Después de terminar de
leer “La conjura de los necios” (RBA, 1992) de John Kennedy Toole, no termino
de explicarme cómo no leí esta novela bastante antes, cómo la he dejado años y
años en una de las baldas de mi biblioteca, relegado a un momento que nunca
llegaba. No me explico su postergación siendo una obra extraordinaria,
divertida, desquiciada y desquiciante, desternillante y reflexiva como pocas. Nada
tiene que ver, por otro lado e incluso por su revelación anecdótica, que
empezara su lectura en la espera de una de las consultas externas del nuevo hospital
de Ronda, nada que ver de no ser por la idoneidad por hurgar y conseguir alguna
risotada, y si está escrita con pericia pues mejor, dada la gravedad de estos y
otros espacios cada vez más abundantes en nuestra sociedad. ¿Obra maestra? Por
supuesto. Empezando por el propio título, pues el autor utiliza la cita de un
clásico de la sátira, Jonathan Swift, la cual dice: “Cuando un verdadero genio
aparece en el mundo, lo reconoceréis por este signo: todos los necios se
conjuran contra él”. Y es que esta es una novela que bien vale un personaje, o un
personaje que bien vale esta excelente tragicomedia. Ignatius J. Reilly es el
personaje, y también la novela.
“Como
una perra en celo, parezco atraer a una camarilla de policías y oficiales de
sanidad. Algún día el mundo me apresará bajo algún pretexto ridículo.

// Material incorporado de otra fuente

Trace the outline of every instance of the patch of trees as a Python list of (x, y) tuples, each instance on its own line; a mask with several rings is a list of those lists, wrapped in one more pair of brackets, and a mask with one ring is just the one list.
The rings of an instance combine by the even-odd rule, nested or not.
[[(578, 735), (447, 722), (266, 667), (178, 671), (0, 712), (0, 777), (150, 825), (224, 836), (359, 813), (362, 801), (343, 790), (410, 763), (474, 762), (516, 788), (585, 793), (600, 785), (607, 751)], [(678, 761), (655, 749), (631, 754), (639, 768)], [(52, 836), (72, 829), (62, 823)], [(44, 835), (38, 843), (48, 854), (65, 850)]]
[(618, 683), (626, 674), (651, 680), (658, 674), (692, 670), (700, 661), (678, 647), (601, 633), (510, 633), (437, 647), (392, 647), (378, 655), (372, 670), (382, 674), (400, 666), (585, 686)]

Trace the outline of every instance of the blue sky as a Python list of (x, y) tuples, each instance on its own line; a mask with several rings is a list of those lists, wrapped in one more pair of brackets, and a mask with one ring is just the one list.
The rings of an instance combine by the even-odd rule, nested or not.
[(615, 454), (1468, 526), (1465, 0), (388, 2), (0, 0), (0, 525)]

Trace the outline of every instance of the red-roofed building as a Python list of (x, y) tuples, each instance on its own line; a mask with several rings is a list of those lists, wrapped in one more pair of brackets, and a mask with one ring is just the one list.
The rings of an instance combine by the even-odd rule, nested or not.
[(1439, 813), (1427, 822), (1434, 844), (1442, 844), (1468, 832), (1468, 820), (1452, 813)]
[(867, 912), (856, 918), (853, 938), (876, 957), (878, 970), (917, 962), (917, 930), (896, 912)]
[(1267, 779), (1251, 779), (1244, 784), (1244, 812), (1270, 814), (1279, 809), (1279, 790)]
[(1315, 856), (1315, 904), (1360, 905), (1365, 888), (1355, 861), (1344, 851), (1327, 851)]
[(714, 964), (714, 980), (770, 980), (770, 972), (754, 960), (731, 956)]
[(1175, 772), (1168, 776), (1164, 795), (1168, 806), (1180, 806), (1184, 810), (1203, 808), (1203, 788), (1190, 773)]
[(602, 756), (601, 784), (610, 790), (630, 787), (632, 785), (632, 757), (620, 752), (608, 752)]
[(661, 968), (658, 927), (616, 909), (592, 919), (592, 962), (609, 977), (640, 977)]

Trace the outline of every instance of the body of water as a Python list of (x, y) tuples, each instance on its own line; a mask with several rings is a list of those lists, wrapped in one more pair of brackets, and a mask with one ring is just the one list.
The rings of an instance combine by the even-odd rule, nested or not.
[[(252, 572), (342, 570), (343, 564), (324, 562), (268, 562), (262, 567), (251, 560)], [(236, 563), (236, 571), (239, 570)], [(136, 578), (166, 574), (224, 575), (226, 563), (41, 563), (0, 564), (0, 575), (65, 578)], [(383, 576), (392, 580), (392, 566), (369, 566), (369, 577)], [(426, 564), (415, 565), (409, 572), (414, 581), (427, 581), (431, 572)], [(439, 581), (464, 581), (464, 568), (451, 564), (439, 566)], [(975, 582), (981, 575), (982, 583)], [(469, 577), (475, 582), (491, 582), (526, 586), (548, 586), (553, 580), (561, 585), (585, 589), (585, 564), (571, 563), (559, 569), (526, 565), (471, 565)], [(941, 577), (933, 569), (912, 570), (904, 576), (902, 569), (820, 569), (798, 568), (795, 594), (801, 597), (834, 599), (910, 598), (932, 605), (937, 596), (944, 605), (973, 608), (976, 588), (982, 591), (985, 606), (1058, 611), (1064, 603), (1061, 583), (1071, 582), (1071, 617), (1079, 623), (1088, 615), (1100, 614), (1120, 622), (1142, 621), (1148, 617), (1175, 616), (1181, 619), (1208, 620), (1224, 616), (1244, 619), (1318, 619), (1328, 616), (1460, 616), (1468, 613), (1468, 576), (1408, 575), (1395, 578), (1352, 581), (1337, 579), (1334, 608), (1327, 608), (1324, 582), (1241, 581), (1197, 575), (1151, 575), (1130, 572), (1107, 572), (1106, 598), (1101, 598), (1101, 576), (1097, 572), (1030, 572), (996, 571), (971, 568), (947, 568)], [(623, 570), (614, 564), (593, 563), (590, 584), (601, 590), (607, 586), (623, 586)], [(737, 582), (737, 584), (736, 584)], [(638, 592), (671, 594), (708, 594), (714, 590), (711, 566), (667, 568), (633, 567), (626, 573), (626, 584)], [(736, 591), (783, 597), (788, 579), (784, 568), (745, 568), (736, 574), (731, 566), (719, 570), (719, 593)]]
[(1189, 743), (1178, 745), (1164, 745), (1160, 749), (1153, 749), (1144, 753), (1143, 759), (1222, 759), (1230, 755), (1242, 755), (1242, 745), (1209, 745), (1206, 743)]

Simplemente espero el día en que me lleven a alguna mazmorra con aire
acondicionado, y me dejen ahí, bajo las luces fluorescentes y el techo
insonorizado, para pagar el precio por despreciar todo lo que les es querido en
sus pequeños corazones de látex”
Ignatius J. Reilly ya es por
antonomasia uno de los personajes más célebres de la literatura. “Un tipo raro,
una especie de Oliver Hardy delirante, Don Quijote adiposo y santo Tomás de
Aquino perverso, fundidos en uno”, según define Walker Percy en el prólogo del
libro. Alguien que no va a dejar indiferente a nadie, sin duda, imagínenselo
viviendo con treinta años, alto y obeso, sin pegar un palo, con su viuda madre,
confusa, alcohólica, desesperada; alguien dotado de una inmensa cultura que
vierte en escribir la que considera la más importante obra que viera la historia
y la humanidad, aun conteniendo una devastadora denuncia de tintes medievales contra
la propia historia y la humanidad, “teología y geometría” asegura; alguien que
inspira animadversión y atracción, a quien se ama y se odia como una
polarización global de la historia, a la vez y por imposible que parezca, por
ser onanista, glotón, misógino, ególatra, cruel, mentiroso, prepotente, déspota,
sarcástico, desconfiado, vanidoso, crítico de Mark Twain y admirador de Boecio,
aprensivo, moralista reaccionario, esperpéntico, entrañable, irritante… Alguien:
Ignatius J. Reilly.
“Habría
que imponer un régimen de fuerza en este país para impedir que se destruya a sí
mismo. Los Estados Unidos necesitan teología y geometría, necesitan buen gusto
y decencia. Sospecho que estamos tambaleándonos al borde del abismo”
“Ignatius J. Reilly es un
ser inadaptado y anacrónico que sueña con que el modo de vida medieval, así
como su moral, reinen de nuevo en el mundo. Para ello, y con la intención de
ser escuchado en un mundo en el que es, en realidad, un incomprendido, rellena
de su puño y letra cientos de cuadernos en los que plasma su visión del mundo.
Mientras llena estos cuadernos, los va desperdigando por su habitación, con la
esperanza de ordenarlos algún día y así crear su ambiciosa obra maestra.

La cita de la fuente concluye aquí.